If you are using the AIX Loadable Authentication Module (LAM), users who do not have the PAM login-all right can still log in. For example, an Active Directory user joined to the zone with the AIX computer and assigned to a role that does NOT include the login-all right can, in fact, log in to the AIX servers using the LAM interface. This is because the LAM interface does not use the rights defined in the user’s Centrify role to control access. If the same server is configured with the PAM authentication module, that user would not be able to log in.
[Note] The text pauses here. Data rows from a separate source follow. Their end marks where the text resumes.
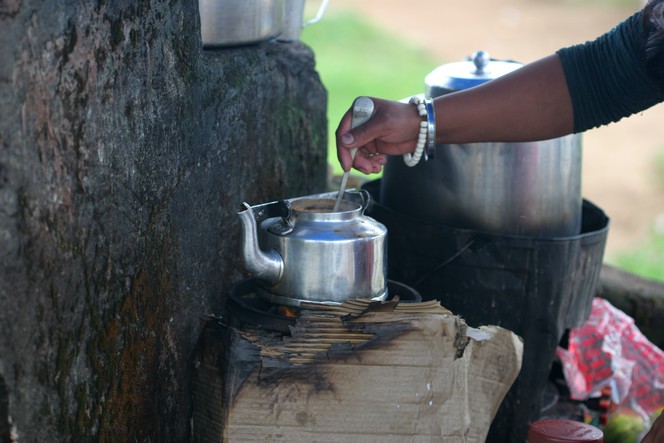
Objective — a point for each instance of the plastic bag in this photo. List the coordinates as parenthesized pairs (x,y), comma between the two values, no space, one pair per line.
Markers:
(609,350)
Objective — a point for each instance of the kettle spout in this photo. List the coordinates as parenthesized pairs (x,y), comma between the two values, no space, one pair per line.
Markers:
(267,266)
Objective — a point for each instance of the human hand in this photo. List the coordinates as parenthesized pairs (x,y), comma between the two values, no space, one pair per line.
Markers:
(656,432)
(392,130)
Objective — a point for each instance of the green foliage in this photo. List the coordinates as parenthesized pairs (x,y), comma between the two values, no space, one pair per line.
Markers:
(647,259)
(354,57)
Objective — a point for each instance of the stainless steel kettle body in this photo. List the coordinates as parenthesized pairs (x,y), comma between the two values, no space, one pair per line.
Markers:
(325,256)
(526,189)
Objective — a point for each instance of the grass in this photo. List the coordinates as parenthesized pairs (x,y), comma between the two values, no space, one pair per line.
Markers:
(648,258)
(354,57)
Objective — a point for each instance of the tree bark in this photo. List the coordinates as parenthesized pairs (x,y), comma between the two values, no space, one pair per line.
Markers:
(125,150)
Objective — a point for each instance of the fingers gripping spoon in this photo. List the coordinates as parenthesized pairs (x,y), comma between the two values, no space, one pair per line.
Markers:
(362,110)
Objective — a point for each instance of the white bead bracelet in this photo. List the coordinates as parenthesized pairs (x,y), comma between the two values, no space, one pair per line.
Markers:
(426,131)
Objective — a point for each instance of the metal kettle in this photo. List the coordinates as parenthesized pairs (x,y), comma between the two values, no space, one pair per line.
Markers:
(526,189)
(301,250)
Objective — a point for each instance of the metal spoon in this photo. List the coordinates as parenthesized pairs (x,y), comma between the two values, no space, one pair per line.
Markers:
(362,110)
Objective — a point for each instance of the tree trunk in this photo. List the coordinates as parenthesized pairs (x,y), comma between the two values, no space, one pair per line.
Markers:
(125,150)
To control user log in activity, you have two choices:
- Keep the LAM interface and use one of the following PAM configuration parameters to define who has or does not have access:
- pam.allow.groups: This configuration parameter specifies the groups allowed to access PAM-enabled applications.
- pam.allow.users: This configuration parameter specifies the users who are allowed to access PAM-enabled applications.
- pam.deny.groups: This configuration parameter specifies the groups that should be denied access to PAM-enabled applications.
- pam.deny.users: This configuration parameter specifies the users that should be denied access to PAM-enabled applications.
- Replace the LAM interface with PAM. See the IBM AIX documentation for the instructions. The conversion procedure is fairly simple, however, you should test all applications on the server to ensure that they work the same with PAM. In addition, if you are using Centrify OpenSSH there are two versions: one for LAM and one for PAM. Both a LAM and PAM versions are distributed in the package. If you convert to PAM, uninstall the LAM version and install the PAM version.